You never know what lasting effect your words and actions could have on someone else.  Choose to give positivity.

The Stages are Flexible +/-

Always remember, the five stages of behavior change are negatively or positively flexible.  Change is a process.  It’s scary and uncomfortable and most normal people struggle through the process.

Remember that the stages are always flexible +/-

Role of an Influencer

Each stage of change takes time.  As an influencer, your role is to guide behavior of others- not MAKE them CHANGE.  If you try to MAKE someone change, they’ll often just resist simply because they aren’t ready.  Maybe they don’t even see what you see.  

This isn’t easy.

I’m not promising you can save the world, but maybe you can successfully influence positive change in those around you using these techniques.  At least you should be hopeful and try!  🙂

Always Remember:  Kids Want to Be Good.

Most people- especially kids, want to be good.  They want to do what is expected of them and they enjoy doing the right things.  Even the ‘bad’ kids want to be good- and they’ll start believing that they are ‘bad’ kids if they can’t figure out how to be ‘good’.  These ‘bad’ kids can’t possibly win if they are constantly guessing.  If you fill their minds with cues like, “Don’t do this. Don’t do that.
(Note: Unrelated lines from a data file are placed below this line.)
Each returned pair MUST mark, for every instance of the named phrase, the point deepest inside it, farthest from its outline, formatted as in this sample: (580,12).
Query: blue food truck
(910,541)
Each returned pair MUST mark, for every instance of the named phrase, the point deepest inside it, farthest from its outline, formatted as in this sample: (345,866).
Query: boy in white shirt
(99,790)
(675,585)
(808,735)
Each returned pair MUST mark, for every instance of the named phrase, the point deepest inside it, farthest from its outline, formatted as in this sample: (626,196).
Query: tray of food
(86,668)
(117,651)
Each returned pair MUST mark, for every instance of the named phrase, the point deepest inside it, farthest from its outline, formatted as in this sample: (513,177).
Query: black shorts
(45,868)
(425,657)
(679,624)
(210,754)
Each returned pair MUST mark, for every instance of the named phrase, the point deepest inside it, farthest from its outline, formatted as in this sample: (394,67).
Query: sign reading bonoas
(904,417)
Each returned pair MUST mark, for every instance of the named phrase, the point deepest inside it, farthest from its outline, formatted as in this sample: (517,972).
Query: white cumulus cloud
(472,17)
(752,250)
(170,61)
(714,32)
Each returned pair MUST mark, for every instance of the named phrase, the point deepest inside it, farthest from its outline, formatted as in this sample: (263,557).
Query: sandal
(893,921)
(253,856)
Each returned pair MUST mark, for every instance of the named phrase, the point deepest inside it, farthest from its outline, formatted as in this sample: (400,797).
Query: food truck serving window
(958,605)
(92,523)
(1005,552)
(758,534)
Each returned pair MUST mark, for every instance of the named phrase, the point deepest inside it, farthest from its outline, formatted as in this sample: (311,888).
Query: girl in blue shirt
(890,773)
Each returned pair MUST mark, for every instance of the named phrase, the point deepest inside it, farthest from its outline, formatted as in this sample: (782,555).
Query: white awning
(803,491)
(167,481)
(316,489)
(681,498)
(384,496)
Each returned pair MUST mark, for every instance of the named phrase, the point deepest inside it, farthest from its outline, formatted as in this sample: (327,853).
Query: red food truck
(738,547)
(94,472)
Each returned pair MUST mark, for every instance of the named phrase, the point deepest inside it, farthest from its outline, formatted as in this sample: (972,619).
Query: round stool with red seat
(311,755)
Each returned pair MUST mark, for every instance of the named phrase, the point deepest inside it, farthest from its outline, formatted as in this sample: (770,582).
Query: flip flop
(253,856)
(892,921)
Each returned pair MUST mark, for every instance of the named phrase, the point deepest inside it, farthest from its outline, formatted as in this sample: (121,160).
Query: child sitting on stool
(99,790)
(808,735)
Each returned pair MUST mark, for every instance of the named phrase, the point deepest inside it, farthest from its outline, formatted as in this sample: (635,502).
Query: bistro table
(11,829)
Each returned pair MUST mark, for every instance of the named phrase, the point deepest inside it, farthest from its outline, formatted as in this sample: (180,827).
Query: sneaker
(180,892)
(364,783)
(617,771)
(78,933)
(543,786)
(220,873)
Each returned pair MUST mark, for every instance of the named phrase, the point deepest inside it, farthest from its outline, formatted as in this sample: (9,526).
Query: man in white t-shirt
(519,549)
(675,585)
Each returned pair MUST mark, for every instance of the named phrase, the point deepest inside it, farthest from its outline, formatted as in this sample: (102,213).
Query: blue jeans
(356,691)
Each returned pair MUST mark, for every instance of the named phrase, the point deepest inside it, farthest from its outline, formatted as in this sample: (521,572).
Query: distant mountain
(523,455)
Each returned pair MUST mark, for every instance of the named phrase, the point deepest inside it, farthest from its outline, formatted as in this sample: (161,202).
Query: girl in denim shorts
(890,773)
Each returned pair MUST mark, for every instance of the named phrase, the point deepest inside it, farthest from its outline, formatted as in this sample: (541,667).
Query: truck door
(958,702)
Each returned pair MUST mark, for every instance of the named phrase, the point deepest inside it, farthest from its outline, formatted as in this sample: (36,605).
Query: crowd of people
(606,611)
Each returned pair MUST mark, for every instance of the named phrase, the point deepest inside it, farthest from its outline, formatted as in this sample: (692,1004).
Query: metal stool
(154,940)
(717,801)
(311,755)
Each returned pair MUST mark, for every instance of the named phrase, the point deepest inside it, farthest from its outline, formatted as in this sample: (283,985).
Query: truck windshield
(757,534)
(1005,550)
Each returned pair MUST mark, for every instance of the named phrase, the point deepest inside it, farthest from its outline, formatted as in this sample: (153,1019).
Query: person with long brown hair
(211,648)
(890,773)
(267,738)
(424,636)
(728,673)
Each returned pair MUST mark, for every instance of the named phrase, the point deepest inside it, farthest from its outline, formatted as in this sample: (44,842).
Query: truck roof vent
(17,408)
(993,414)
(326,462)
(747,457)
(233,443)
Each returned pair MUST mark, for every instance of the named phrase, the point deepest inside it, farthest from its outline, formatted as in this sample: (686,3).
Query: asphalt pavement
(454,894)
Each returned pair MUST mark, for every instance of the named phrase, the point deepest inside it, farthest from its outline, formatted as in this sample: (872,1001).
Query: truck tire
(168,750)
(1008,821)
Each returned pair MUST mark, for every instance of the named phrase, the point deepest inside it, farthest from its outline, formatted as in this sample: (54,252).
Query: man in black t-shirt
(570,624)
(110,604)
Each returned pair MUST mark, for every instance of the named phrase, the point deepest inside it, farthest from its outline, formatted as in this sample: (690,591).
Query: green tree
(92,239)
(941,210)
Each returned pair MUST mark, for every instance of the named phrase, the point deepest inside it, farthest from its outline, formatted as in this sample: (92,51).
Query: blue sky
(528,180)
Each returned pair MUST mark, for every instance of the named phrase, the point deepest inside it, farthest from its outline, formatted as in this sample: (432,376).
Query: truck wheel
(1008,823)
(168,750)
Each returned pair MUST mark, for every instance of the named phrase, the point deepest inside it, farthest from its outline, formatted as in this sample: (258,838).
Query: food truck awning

No, No, No, What were you thinking?  That was stupid, etc.”   The result is a confused kid.

See the problem here?  The kid or person being influenced is then left to guess again and is now fearful of the next ‘Don’t’ or ‘No’ which often translates on the inside as bad, wrong, stupid- whether that was the intended message or not.  Eventually they don’t know what to guess any more and they are afraid to get told ‘don’t’ or ‘no’ so they either (1) freeze and become apathetic  or (2) act out / become confrontational   

Give People Ideas, Hope, Inspiration

So, the only way to change someone else is to give them positive ideas.  Influence them to change.  Show them another solution. Give answers.  Ultimately the behavior is their own and you must respect that boundary to properly nurture it.  You cannot feel guilty for the decisions or actions of another person if you have done your best to positively influence them.  Most importantly, don’t give up if the change is important.  Re-word your message, pick better timing, or deliver in a different medium- these are all things an influencer can control.

Your Behavior is the Most Powerful Influence of Others’ Behavior

The true secret to behavior change is to recognize your own behaviors and those of others.  Since we can’t physically change others, we have to physically change ourselves.

Don’t be discouraged with this, it’s easier than it seems.

You can preach to someone to care, to try, to exercise, but they won’t feel the power of your influence unless you care, you try, you’re exercising.

The people you try to influence need to SEE that your behavior choice is desirable. They need to feel accepted and have permission to act the way you act.

Continuous Influence of Positive Behavior Change

Ultimately, the decision to change rests with the person being influenced.  They will start to change when they want to.  You should just be ready to continue influencing positive change when they are ready. 

Don’t Give Up!

Don’t give up on someone.  We all have struggles and reasons for our actions.  Keep building your relationship with the other person and strengthening your influence on them by choosing to be patient.  Keep waiting and hoping for them to making a positive change.  Encourage small actionable shifts in behavior and avoid making belittling comments about any effort of change. Those little efforts could lead to a big change one day.

These are the steps I used to help over 100 students graduate from an alternative school in Indiana.  That’s my secret to influencing positive behavior change.